Just trying to buy another 20 years before he thinks he can be demonstrated a charlatan.
He’ll be six feet under by then and won’t have to endure the ignominy of it all…….
While here on the BC coast, where the dogwoods are a couple of weeks later than in NC (usually), the daffodils are a couple of weeks old. Flowering plums are great, and the John Deere has made short work (bad wording) of the grass without leaving ruts. The daffies, as opposed to the daffodils, are Weavering the storm.
Matthew R. Epp, P.E. says: @ur momisugly March 29, 2013 at 2:13 pm
…. Arctic is melting? – admittedly on a downward trend since satellite records have been kept, possible inadvertant cherry picking since the satellite era coincided with the end of the 30 yr cold cycle, good news though, Antarctica is growing in area and thickness despite melting on the peninsula.
>>>>>>>>>>>>>>>>>>>>>>>>
Are you SURE that is good news? It is called the bipolar seesaw……
OOPS…. As William McClenney says “Was the LIA a LEAP (Late Eemian Aridity Pulse)? Did the Holocene end 3kyrs ago based on this year’s polar ice?

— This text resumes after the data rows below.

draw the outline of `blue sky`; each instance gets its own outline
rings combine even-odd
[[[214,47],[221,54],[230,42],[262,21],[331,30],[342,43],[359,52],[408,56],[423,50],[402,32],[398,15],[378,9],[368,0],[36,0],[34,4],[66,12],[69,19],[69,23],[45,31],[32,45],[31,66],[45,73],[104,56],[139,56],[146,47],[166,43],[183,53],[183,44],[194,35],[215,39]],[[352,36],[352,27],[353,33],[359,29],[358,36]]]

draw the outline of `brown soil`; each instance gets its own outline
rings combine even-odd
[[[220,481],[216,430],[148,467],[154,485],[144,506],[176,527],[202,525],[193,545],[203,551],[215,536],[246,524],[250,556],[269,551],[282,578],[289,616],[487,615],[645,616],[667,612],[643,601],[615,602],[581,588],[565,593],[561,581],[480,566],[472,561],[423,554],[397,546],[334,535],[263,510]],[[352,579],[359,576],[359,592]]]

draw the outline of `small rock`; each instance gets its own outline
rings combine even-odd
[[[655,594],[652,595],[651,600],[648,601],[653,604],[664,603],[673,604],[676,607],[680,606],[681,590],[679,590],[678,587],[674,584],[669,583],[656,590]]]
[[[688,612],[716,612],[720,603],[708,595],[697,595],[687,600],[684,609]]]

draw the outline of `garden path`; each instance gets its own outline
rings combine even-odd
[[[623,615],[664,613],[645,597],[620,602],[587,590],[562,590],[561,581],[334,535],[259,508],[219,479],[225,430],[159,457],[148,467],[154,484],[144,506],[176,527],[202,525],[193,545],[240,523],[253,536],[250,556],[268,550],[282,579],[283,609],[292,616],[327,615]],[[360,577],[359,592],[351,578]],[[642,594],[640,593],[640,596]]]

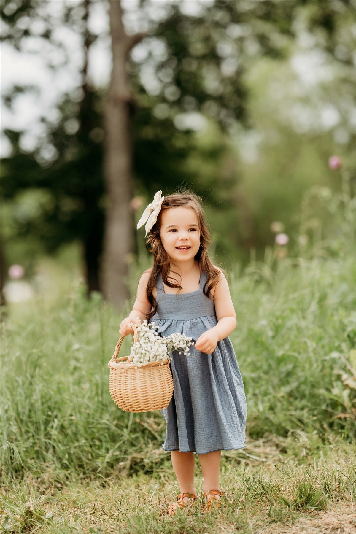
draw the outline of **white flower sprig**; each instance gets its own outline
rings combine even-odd
[[[146,320],[137,327],[137,340],[131,347],[129,359],[138,367],[149,362],[161,362],[163,365],[173,350],[189,356],[189,347],[194,345],[192,337],[178,332],[167,337],[161,337],[155,332],[157,328],[154,323],[148,323]]]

The slide into glaciation is chaotic.
Hansen has just emailed me (and a million others, no doubt) as follows:
A short scientific story, Doubling Down on Our Faustian Bargain, is available here and on my web site. It contains the main points in a paper just published in Environmental Research Letters. It is a sorrowful tale of missing climate data, which makes quantification of human-made climate change far more difficult than it needed to be — maybe enough to make one look for new work.
~Jim
29 March 2013
The “story” is at http://www.columbia.edu/~jeh1/mailings/2013/20130329_FaustianBargain.pdf
Is this a threat that Jim will retire from NASA unless they get funding for a new aerosol satellite (that won’t fail to launch)?
It’s certainly a major play for publicity. Maybe Jim wants to head off the dithering IPCC to take over thought leadership regarding the pesky standstill. The coal threat is worse than we thought!
Willis’ article yesterday seemed to kill this Hansen angle stone dead. Can it be adapted to an op-ed and widely publicised?